The Panther Band travelled to Pleasanton on Saturday, October 27, to compete in the Foothill Band review. Their 3:30 am wake-up call started the day, where they arrived at their destination while the night sky was still in full force. Their schedule would keep them in perpetual motion as they actually attended two high school campuses during the course of the day.
Their fast-paced agenda had them starting three different performances within a three hour window at Amador High School. This is daunting at best, with multiple uniform changes and vast movement of equipment. However, a glitch up ahead on the parade route caused the Panther day to squeeze to a narrow two-and-a-half hour window. This was followed by a hectic dash across town to head to the Foothill High School stadium with the musicians still in formal wear.
The marching band performed at around 9:30 am, a full six hours after most of them woke up that morning. While awaiting ‘take-off’ on the actual parade route, the early and unforeseen technical delay caused seven bands to be placed in a holding pattern. This is not a problem for a band and Color Guard that has been trained to be flexible. They found ways to keep warmed-up and occupied, while still remaining in character and holding on to their focus.
The intense timbre of their music was welcomed by the crowd. Although the Color Guard is small, their all-encompassing flourishes strongly framed the band as the block moved through the zone. All bands were enhanced with the plush acoustics provided by the buildings lining Main Street in downtown Pleasanton.
Next off, the Wind Ensemble played three pieces. In the background, one could hear the subtle conversations held by the judges as they dictated their input into recorders. These are reviewed by the bands in school during the week, so that adjustments and refinements can be made.
Lynn Haynes, a band booster parent, said it best. “So many times, we are just a nervous parent, silently cheering on the kids. However, this performance compelled you to close your eyes and be swept away comfortably. The rich and full sound seemed to be from a movie score, where you forgot you were listening to a high school band.” Another parent, Jacquie Pearson mentioned it was “magic and it just took you away.”

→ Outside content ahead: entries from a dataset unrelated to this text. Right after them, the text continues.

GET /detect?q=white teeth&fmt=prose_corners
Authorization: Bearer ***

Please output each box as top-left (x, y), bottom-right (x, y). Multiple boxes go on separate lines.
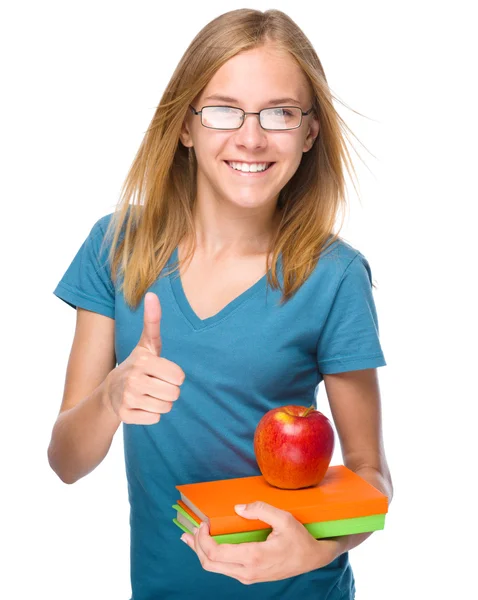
top-left (227, 162), bottom-right (272, 173)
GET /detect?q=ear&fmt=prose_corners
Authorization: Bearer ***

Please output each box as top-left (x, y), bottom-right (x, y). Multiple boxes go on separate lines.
top-left (302, 114), bottom-right (320, 152)
top-left (179, 108), bottom-right (194, 148)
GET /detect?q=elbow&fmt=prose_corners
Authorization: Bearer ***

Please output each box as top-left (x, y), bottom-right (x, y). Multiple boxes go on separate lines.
top-left (47, 444), bottom-right (79, 485)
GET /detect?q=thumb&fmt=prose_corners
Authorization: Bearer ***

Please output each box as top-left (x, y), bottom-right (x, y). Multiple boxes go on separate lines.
top-left (234, 500), bottom-right (291, 528)
top-left (138, 292), bottom-right (162, 356)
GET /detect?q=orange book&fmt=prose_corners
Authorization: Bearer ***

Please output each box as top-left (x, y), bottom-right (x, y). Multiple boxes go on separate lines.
top-left (176, 465), bottom-right (388, 535)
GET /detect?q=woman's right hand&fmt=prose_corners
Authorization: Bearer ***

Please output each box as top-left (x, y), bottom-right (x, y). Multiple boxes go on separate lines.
top-left (105, 292), bottom-right (186, 425)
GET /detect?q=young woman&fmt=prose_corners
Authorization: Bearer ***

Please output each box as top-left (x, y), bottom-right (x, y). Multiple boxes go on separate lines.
top-left (48, 9), bottom-right (392, 600)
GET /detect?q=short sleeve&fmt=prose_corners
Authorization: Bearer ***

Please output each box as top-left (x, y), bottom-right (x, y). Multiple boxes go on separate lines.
top-left (317, 252), bottom-right (387, 374)
top-left (53, 217), bottom-right (115, 319)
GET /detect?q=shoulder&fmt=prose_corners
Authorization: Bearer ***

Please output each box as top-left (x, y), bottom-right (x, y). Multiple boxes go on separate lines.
top-left (315, 237), bottom-right (371, 283)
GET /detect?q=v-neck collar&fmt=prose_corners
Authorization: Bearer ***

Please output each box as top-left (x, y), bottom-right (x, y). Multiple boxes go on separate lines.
top-left (168, 247), bottom-right (281, 330)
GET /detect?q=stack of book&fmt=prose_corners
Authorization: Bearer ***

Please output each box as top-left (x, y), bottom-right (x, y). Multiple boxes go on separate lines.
top-left (173, 465), bottom-right (388, 544)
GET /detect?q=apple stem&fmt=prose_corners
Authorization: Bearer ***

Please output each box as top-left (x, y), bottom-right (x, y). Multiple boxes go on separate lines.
top-left (302, 404), bottom-right (315, 417)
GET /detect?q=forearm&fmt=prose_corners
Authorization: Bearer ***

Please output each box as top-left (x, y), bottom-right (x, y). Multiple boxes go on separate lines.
top-left (317, 467), bottom-right (393, 558)
top-left (48, 378), bottom-right (121, 483)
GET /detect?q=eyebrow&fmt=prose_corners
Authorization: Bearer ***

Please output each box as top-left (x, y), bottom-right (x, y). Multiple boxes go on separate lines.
top-left (204, 94), bottom-right (300, 106)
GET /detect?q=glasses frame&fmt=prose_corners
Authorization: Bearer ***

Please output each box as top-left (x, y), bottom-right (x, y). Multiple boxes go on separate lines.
top-left (189, 104), bottom-right (314, 131)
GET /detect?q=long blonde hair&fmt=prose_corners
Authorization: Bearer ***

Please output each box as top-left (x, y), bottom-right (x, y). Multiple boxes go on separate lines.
top-left (104, 9), bottom-right (374, 309)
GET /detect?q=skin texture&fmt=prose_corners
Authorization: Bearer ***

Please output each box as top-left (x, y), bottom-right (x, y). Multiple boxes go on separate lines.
top-left (177, 48), bottom-right (393, 585)
top-left (180, 42), bottom-right (319, 258)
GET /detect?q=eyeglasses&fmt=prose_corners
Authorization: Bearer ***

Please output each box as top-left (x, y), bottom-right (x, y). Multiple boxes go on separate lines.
top-left (189, 105), bottom-right (314, 131)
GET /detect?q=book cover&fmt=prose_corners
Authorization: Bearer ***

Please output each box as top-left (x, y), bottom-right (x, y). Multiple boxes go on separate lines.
top-left (176, 465), bottom-right (388, 536)
top-left (173, 504), bottom-right (385, 544)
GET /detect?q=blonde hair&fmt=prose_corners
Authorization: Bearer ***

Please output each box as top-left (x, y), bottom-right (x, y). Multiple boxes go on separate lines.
top-left (104, 9), bottom-right (374, 309)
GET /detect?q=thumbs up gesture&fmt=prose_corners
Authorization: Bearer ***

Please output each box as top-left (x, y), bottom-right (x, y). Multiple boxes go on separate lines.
top-left (105, 292), bottom-right (186, 425)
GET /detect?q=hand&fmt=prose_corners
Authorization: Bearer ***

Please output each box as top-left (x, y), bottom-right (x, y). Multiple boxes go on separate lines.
top-left (104, 292), bottom-right (186, 425)
top-left (181, 502), bottom-right (338, 585)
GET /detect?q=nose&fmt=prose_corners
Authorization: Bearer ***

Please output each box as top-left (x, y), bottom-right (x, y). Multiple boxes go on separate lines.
top-left (235, 114), bottom-right (267, 148)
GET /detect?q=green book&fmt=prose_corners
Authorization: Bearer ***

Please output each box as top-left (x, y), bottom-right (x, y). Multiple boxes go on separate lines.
top-left (172, 504), bottom-right (385, 544)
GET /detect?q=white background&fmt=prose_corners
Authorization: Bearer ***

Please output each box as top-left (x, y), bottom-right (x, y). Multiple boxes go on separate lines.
top-left (0, 0), bottom-right (478, 600)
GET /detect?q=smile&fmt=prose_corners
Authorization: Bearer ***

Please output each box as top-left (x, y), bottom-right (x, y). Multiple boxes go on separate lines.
top-left (224, 160), bottom-right (275, 177)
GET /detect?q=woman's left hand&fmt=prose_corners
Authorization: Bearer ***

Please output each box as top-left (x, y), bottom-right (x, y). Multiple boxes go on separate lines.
top-left (181, 502), bottom-right (339, 585)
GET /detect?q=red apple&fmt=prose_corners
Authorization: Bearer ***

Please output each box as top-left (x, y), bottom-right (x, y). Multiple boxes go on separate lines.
top-left (254, 404), bottom-right (334, 490)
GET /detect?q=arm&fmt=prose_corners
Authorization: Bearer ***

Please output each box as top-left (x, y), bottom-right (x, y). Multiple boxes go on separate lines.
top-left (318, 369), bottom-right (393, 556)
top-left (48, 308), bottom-right (121, 483)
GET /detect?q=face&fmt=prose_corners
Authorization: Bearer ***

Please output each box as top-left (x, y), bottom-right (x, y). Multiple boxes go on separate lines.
top-left (180, 47), bottom-right (319, 210)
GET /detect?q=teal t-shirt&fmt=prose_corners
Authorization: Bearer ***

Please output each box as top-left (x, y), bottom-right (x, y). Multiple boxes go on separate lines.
top-left (54, 214), bottom-right (386, 600)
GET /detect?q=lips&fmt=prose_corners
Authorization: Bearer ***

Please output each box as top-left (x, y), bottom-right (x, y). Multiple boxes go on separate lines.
top-left (224, 160), bottom-right (275, 174)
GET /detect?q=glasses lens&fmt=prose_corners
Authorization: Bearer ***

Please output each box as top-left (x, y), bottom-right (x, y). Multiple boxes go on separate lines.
top-left (202, 106), bottom-right (243, 129)
top-left (261, 107), bottom-right (302, 129)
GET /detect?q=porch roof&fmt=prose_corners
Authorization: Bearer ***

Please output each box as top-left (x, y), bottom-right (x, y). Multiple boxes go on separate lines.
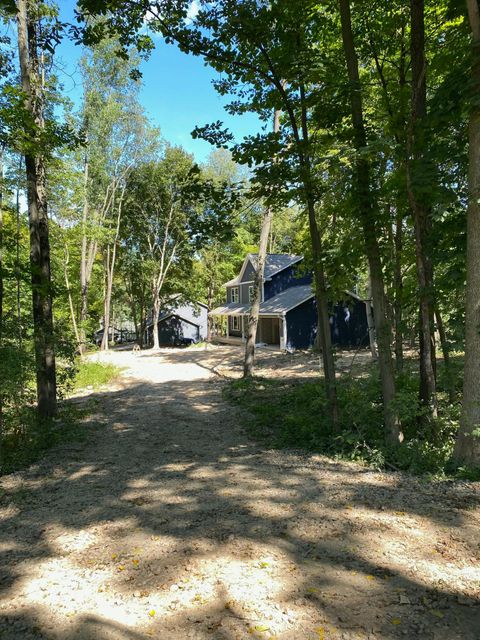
top-left (210, 284), bottom-right (314, 316)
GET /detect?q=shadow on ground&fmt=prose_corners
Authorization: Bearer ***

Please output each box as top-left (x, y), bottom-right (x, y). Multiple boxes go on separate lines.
top-left (0, 360), bottom-right (480, 640)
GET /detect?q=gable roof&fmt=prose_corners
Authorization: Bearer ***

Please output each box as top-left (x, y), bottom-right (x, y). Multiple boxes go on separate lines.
top-left (224, 253), bottom-right (303, 287)
top-left (146, 293), bottom-right (208, 327)
top-left (210, 284), bottom-right (314, 316)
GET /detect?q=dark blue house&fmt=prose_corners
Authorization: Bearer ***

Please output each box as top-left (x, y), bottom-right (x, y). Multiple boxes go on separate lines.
top-left (210, 253), bottom-right (369, 349)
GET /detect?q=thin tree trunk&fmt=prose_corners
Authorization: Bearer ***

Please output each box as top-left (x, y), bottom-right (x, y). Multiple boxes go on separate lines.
top-left (80, 154), bottom-right (90, 354)
top-left (152, 293), bottom-right (160, 349)
top-left (300, 84), bottom-right (338, 431)
top-left (207, 283), bottom-right (213, 343)
top-left (15, 156), bottom-right (23, 349)
top-left (365, 273), bottom-right (378, 360)
top-left (17, 0), bottom-right (57, 418)
top-left (435, 307), bottom-right (455, 404)
top-left (100, 181), bottom-right (126, 351)
top-left (63, 244), bottom-right (83, 355)
top-left (454, 0), bottom-right (480, 467)
top-left (100, 245), bottom-right (113, 351)
top-left (242, 110), bottom-right (280, 378)
top-left (394, 204), bottom-right (403, 373)
top-left (340, 0), bottom-right (403, 446)
top-left (0, 148), bottom-right (3, 442)
top-left (406, 0), bottom-right (438, 419)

The Symphonic Band was the last to perform. This was their first competition of the season and they played two pieces. The last one had a varied tempo, beginning with the rush of a night wind across a prairie. Then it pitched into a moment of liveliness, winding back down to a finale full of tension and release.
Patrick Martin, Music Director, had but a moment to give them feedback in their circle after they adjourned outside. “That was pretty good, considering we were in ‘warm-up,’ and then 'we’re on the clock!' " Ms. Haynes also agreed. “It seems the tighter the schedule, the calmer they appear (to the untrained eye). It’s almost as if the extra stress helps their focus.”
Their award list was quite admirable. Color Guard placed second. The Wind Ensemble placed first, along with the Symphonic band which won by a large 8.3 point spread. The Marching Band placed first in their parade class, outdistancing the 2nd place winner by 4.2 points, and improving their own score from the last competition. Out of the various sweepstakes trophies given to several schools, the Panther Band won the Marching Sweepstakes trophy. Armijo High School, their very respected competitor, won the coveted Parade Sweepstakes Championship trophy.
The Panther trophy line-up is a sign of a well-rounded music program, and the scores reflect the constant growth and cohesiveness this band is experiencing. They compete again in Merced on November 10th.